Would you be surprised to learn a Biblical parable illustrated a legal concept? I know I was.
Luke 15 tells the story of a son who asked for his inheritance early. (I like to call it the Rock Star Father parable). The son didn’t want to wait—so he asked for the money he would get when his father died.
Black’s Law Dictionary defines an advancement as “[a] a payment to an heir (esp. a child) during one’s lifetime as an advance share of one’s estate, with the intention of reducing or extinguishing or diminishing the heir’s claim to the estate under intestacy laws.”
In other words, the son was asking his father for an advancement. He wanted his inheritance early, before his father died.
Let’s go back to the rock star father story. The son takes his money, then wastes it all by wild living. But times get hard for him, and he realizes his life would be better if he went to his father as a servant. So he heads home.
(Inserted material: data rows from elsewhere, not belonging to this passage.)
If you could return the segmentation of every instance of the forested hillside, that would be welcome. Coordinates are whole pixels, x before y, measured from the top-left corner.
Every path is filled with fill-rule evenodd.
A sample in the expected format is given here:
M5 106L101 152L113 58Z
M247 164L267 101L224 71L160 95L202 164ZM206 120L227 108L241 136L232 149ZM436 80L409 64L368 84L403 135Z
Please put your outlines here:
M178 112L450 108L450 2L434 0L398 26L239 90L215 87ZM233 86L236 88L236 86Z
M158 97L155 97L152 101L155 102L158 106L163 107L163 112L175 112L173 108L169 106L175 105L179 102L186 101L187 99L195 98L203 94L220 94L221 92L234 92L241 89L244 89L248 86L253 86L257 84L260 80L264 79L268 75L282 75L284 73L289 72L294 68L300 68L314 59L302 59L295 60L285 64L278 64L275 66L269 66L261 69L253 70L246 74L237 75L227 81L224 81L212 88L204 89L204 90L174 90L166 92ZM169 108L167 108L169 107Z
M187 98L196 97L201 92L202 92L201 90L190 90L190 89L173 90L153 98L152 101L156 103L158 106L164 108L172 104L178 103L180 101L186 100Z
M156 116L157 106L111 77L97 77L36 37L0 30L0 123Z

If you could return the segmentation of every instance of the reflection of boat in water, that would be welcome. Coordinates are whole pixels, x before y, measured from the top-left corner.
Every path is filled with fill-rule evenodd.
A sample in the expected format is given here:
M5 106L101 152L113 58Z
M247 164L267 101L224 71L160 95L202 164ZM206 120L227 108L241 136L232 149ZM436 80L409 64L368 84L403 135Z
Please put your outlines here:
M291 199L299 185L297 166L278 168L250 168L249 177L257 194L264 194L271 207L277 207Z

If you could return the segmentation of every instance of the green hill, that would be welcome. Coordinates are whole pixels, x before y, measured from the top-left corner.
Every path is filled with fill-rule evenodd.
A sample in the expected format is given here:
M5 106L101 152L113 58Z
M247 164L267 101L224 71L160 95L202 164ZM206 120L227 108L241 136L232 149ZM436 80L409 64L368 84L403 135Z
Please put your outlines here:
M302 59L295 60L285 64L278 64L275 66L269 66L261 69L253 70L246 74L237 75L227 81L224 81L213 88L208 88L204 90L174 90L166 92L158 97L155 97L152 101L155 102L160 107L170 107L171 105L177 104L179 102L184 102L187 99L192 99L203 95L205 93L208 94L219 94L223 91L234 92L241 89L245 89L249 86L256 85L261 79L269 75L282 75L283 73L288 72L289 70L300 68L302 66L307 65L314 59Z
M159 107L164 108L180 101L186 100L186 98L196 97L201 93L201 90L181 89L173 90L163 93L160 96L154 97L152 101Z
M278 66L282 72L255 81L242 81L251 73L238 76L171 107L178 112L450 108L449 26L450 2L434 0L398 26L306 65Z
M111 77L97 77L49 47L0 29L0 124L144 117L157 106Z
But the story gets better. The father sees his son coming a long way off, runs to him and kisses him. The son has a speech prepared: “Father, I have sinned against heaven and you, and am no longer worthy to be called your son.” But his father ignores his speech. He tells the servants to throw a party celebrating his son coming home.
The
father in the story is our Heavenly Father. The father gave his son what he
asked for: his money. But his most important gift to his son was something much
more important: his love. Just as the father in the story loved his son
unconditionally, our Father in heaven loves us the same.